Now we have all the pieces we need to create our deployment on UbiOps. In the cell below a deployment is being created, then a version of the deployment is created and the deployment code is zipped and uploaded to that version.

# Create the deployment
deployment_template = ubiops.DeploymentCreate(
    name=DEPLOYMENT_NAME,
    description='XGBoost deployment',
    input_type='structured',
    output_type='structured',
    input_fields=[
        {'name':'data', 'data_type':'file'},
    ],
    output_fields=[
        {'name':'prediction', 'data_type':'file'}
    ],
    labels={'demo': 'xgboost'}
)

api.deployments_create(
    project_name=PROJECT_NAME,
    data=deployment_template
)

# Create the version
version_template = ubiops.DeploymentVersionCreate(
    version=DEPLOYMENT_VERSION,
    environment='python3-9',
    instance_type='512mb',
    minimum_instances=0,
    maximum_instances=1,
    maximum_idle_time=1800, # = 30 minutes
    request_retention_mode='none' # we don't need request storage in this example
)

api.deployment_versions_create(
    project_name=PROJECT_NAME,
    deployment_name=DEPLOYMENT_NAME,
    data=version_template
)

# Zip the deployment package
shutil.make_archive('xgboost-deployment', 'zip', '.', 'xgboost-deployment')

# Upload the zipped deployment package
file_upload_result =api.revisions_file_upload(
    project_name=PROJECT_NAME,
    deployment_name=DEPLOYMENT_NAME,
    version=DEPLOYMENT_VERSION,
    file='xgboost-deployment.zip'
)

All done!
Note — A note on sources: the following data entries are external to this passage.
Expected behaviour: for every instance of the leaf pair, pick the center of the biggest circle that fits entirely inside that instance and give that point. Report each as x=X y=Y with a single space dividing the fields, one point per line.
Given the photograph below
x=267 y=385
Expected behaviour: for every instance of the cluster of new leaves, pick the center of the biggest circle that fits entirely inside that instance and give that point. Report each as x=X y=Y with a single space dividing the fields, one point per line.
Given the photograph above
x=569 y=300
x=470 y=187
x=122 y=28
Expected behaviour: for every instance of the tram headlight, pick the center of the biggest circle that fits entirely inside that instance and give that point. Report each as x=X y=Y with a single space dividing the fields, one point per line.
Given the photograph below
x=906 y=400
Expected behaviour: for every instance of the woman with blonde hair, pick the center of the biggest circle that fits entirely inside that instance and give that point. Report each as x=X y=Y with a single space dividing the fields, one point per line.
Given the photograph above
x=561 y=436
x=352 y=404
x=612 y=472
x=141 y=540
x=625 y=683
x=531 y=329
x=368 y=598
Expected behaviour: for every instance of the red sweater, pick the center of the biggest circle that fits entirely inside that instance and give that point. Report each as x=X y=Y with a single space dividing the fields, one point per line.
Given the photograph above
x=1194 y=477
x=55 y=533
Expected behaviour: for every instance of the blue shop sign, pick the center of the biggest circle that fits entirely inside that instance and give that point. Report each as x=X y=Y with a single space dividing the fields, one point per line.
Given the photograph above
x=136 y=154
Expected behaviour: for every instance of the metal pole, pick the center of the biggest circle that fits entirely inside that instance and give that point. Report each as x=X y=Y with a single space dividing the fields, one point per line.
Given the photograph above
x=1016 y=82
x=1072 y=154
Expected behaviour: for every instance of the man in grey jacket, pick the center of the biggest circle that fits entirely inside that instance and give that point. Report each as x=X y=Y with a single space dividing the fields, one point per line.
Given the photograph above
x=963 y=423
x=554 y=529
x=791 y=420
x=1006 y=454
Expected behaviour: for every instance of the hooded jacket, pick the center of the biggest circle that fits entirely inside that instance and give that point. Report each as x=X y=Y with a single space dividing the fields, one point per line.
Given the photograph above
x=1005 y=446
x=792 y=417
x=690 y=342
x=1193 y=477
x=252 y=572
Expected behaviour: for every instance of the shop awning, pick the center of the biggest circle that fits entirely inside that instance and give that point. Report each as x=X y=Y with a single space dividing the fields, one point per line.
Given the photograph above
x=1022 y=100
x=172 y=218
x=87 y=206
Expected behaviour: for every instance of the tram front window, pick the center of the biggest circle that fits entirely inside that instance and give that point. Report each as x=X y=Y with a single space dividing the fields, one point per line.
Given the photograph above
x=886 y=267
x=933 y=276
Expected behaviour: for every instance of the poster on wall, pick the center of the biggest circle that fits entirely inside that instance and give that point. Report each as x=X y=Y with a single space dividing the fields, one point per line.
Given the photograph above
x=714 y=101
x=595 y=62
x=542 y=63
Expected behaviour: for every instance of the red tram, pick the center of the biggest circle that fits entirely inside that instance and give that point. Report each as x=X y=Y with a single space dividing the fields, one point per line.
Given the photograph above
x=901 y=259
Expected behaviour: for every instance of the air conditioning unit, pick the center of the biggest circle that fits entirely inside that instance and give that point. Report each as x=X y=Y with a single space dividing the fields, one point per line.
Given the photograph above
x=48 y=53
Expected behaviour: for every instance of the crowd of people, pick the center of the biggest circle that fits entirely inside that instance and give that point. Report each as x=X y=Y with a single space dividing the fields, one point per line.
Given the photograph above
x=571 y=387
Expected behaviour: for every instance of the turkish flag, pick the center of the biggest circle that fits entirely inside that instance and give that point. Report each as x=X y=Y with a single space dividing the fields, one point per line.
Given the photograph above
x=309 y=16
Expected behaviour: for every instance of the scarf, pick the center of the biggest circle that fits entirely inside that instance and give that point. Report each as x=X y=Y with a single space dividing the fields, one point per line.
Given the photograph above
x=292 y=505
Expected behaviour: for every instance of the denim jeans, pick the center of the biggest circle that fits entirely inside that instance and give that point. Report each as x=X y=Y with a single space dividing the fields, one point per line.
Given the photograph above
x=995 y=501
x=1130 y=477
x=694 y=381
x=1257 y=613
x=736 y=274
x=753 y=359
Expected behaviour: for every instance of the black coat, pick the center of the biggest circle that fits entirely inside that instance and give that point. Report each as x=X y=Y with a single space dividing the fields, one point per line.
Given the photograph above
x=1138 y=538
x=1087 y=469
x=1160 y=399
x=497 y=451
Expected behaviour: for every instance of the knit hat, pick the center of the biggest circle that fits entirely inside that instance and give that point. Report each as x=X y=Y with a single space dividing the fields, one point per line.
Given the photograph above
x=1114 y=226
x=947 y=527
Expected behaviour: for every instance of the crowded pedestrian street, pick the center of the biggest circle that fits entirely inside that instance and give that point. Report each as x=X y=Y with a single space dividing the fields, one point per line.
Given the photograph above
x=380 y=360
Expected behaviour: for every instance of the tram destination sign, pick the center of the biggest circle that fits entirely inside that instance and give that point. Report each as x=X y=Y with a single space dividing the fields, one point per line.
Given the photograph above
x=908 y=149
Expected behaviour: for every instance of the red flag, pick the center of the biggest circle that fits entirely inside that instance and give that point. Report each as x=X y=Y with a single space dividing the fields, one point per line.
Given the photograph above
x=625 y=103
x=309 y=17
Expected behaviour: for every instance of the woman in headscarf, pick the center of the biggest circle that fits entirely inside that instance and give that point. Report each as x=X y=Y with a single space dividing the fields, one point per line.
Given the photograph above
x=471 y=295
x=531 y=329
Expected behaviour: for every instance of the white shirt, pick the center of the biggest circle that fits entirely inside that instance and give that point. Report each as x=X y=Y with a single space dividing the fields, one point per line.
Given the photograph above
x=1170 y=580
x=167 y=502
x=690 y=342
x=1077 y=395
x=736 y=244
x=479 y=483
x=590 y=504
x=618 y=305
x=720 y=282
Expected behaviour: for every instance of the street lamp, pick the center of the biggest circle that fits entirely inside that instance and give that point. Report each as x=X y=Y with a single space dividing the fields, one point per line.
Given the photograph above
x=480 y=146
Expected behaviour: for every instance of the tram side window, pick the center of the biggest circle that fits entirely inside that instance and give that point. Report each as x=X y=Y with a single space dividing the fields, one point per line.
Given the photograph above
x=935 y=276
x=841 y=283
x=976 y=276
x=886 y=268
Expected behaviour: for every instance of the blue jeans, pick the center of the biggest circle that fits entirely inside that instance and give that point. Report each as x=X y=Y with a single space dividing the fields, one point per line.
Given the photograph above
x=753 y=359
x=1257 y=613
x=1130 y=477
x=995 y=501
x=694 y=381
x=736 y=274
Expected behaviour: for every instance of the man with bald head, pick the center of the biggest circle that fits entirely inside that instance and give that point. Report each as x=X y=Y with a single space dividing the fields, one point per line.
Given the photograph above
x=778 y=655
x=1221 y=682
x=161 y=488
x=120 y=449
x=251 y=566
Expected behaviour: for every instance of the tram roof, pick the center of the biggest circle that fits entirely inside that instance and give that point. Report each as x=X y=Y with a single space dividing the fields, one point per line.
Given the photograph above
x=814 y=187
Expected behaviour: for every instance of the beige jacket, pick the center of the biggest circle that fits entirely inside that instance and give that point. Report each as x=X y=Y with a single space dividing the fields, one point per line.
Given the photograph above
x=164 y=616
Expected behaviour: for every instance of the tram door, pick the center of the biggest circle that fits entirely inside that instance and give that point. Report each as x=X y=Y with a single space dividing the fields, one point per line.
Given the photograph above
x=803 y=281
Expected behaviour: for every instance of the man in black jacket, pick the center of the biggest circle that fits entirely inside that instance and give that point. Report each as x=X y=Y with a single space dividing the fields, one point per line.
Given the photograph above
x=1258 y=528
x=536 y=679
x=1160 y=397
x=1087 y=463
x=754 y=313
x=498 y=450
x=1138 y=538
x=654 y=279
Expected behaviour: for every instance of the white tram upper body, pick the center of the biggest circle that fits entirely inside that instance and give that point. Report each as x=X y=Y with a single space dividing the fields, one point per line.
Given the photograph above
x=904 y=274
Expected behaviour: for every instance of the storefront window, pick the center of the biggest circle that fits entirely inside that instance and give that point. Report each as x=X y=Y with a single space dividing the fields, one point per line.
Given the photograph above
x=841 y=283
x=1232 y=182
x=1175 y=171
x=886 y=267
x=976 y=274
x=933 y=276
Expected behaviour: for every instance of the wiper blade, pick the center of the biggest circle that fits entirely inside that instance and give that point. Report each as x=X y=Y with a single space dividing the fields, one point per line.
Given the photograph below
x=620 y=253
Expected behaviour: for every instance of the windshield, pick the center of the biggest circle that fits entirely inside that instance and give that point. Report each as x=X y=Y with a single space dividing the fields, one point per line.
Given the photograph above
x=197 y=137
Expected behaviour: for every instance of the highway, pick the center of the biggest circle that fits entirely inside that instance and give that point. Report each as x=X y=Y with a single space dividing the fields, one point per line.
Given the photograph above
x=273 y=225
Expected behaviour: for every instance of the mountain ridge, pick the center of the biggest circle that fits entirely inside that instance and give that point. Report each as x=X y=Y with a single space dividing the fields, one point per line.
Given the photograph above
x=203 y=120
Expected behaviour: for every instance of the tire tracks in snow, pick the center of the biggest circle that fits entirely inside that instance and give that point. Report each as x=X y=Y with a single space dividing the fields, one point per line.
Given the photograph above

Let's close the client properly.

client.close()
Note: The notebook shown on this page runs on Python 3.9 and uses UbiOps CLient Library 3.15.0.

Making a request and exploring further

You can go ahead to the Web App and take a look in the user interface at what you have just built. If you want you can create a request to the XGboost deployment using the "dummy_data_to_predict.csv". The dummy data is a small test subset from the original data.

So there we have it! We have created a deployment and using the XGboost library. You can use this notebook to base your own deployments on. Just adapt the code in the deployment packages and alter the input and output fields as you wish and you should be good to go.